How would you write a regular expression to define all strings of 0's and 1's that, as a binary number, represent an integer that is multiple of 3.

Some valid binary numbers would be:

11
110
1001
1100
1111

Answer 1

Using the DFA here we can make a regular expression the following way, where A, B, C represent the states of the DFA.

A = 1B + 0A
B = 1A + 0C
C = 1C + 0B

C = 1*0B // Eliminate recursion

B = 1A + 0(1*0B)
B = 01*0B + 1A
B = (01*0)*1A // Eliminate recursion

A = 1(01*0)*1A + 0A
A = (1(01*0)*1 + 0)A
A = (1(01*0)*1 + 0)* // Eliminate recursion

Resulting in a PCRE regex like:

/^(1(01*0)*1|0)+$/

Perl test/example:

use strict;

for(qw(
11
110
1001
1100
1111
0
1
10
111
)){
    print "$_ (", eval "0b$_", ") ";
    print /^(1(01*0)*1|0)+$/? "matched": "didnt match";
    print "\n";
}

Outputs:

11 (3) matched
110 (6) matched
1001 (9) matched
1100 (12) matched
1111 (15) matched
0 (0) matched
1 (1) didnt match
10 (2) didnt match
111 (7) didnt match

Answer 2

When you divide a number by three, there are only three possible remainders (0, 1 and 2). What you're aiming at is to ensure the remainder is 0, hence a multiple of three.

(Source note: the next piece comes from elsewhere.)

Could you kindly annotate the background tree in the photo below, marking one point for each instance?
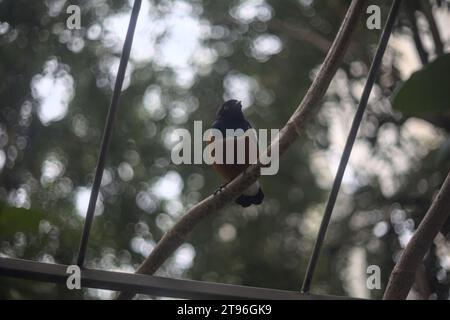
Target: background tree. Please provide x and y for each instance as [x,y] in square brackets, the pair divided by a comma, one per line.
[187,58]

This can be done by an automaton with the three states:

• ST0, multiple of 3 (0, 3, 6, 9, ....).
• ST1, multiple of 3 plus 1 (1, 4, 7, 10, ...).
• ST2, multiple of 3 plus 2 (2, 5, 8, 11, ...).

Now think of any non-negative number (that's our domain) and multiply it by two (tack a binary zero on to the end). The transitions for that are:

ST0 -> ST0 (3n * 2 = 3 * 2n, still a multiple of three).
ST1 -> ST2 ((3n+1) * 2 = 3*2n + 2, a multiple of three, plus 2).
ST2 -> ST1 ((3n+2) * 2 = 3*2n + 4 = 3*(2n+1) + 1, a multiple of three, plus 1).

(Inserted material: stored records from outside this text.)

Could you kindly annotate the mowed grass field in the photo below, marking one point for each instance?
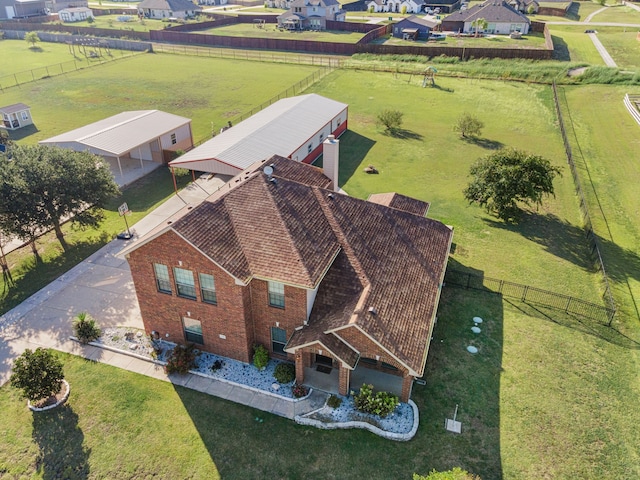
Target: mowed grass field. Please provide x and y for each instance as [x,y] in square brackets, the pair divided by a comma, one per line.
[548,396]
[208,91]
[610,166]
[270,30]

Also think of any non-negative number, multiply it by two then add one (tack a binary one on to the end). The transitions for that are:

ST0 -> ST1 (3n * 2 + 1 = 3*2n + 1, a multiple of three, plus 1).
ST1 -> ST0 ((3n+1) * 2 + 1 = 3*2n + 2 + 1 = 3*(2n+1), a multiple of three).
ST2 -> ST2 ((3n+2) * 2 + 1 = 3*2n + 4 + 1 = 3*(2n+1) + 2, a multiple of three, plus 2).

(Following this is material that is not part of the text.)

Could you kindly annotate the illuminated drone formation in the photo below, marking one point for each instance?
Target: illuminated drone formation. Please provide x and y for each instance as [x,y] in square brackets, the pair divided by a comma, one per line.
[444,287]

This idea is that, at the end, you need to finish up in state ST0. However, given that there can be an arbitrary number of sub-expressions (and sub-sub-expressions), it does not lend itself easily to reduction to a regular expression.

What you have to do is allow for any of the transition sequences that can get from ST0 to ST0 then just repeat them:

These boil down to the two RE sequences:

ST0 --> ST0                                      :  0+
    [0]
ST0 --> ST1 (--> ST2 (--> ST2)* --> ST1)* --> ST0:  1(01*0)*1
    [1]     ([0]     ([1]    )* [0]    )* [1]

or the regex:

(0+|1(01*0)*1)+

This captures the multiples of three, or at least the first ten that I tested. You can try as many as you like, they'll all work, that's the beauty of mathematical analysis rather than anecdotal evidence.

Answer 3

The answer is (1(01*0)*10*)*, which is the only one so far that works for 110011

Answer 4

I don't think you would. I can't believe in any language using a regular expression could ever be the best way to do this.